The feast days of St Melorus of Mylor are 3 January, 1 October and 25 October (Mylor feast used to be on 28 August but was transferred to the Sunday nearest 25 October).

===Present day===

Mylor Parish Church (Anglican) is in Mylor Churchtown and is dedicated to St Melorus. The present structure dates from a major reconstruction around 1870 but parts of the original church dated back to the Norman period and the church still has a Norman north door.

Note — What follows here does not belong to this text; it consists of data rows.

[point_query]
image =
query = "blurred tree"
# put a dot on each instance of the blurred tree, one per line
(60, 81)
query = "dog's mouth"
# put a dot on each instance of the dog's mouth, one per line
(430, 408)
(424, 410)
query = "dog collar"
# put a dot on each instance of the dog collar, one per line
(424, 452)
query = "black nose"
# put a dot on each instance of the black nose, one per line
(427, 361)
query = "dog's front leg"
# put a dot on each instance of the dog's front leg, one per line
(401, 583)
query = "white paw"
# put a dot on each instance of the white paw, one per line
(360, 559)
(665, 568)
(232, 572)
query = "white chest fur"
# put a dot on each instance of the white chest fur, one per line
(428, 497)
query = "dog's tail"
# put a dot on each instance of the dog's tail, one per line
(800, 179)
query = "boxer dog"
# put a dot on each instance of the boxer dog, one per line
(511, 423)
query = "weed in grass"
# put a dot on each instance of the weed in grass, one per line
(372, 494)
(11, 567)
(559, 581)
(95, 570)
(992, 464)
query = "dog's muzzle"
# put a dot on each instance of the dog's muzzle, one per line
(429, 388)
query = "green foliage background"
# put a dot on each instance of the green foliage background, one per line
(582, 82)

There were also Wesleyan Methodist and Primitive Methodist chapels in Mylor parish.

==Customs==
A mummers play text which had, until recently, been attributed to Mylor (much quoted in early studies of folk plays, such as The Mummers Play by R. J. E. Tiddy – published posthumously in 1923 – and The English Folk-Play (1933) by E. K. Chambers) has now been shown, by genealogical and other research, to have originated in Truro, around 1780.

==Notable residents==
- Thomas Tregosse (c.1600 - c.1670), Puritan minister, sometime Vicar of Mylor and Mabe
- Admiral Sir Bartholomew Sulivan (1810–1890), naval officer and hydrographer.
- Robert Terrill Rundle (1811–1896), the Wesleyan Methodist famous for his missionary work in Western Canada.
- Edward Hoblyn, Vicar of Mylor for 45 years in the 19th century
- William Husband (1822–1887), a civil and mechanical engineer
- Sir James Boucaut (1831–1916), Australian judge and politician, and three-times Premier of South Australia.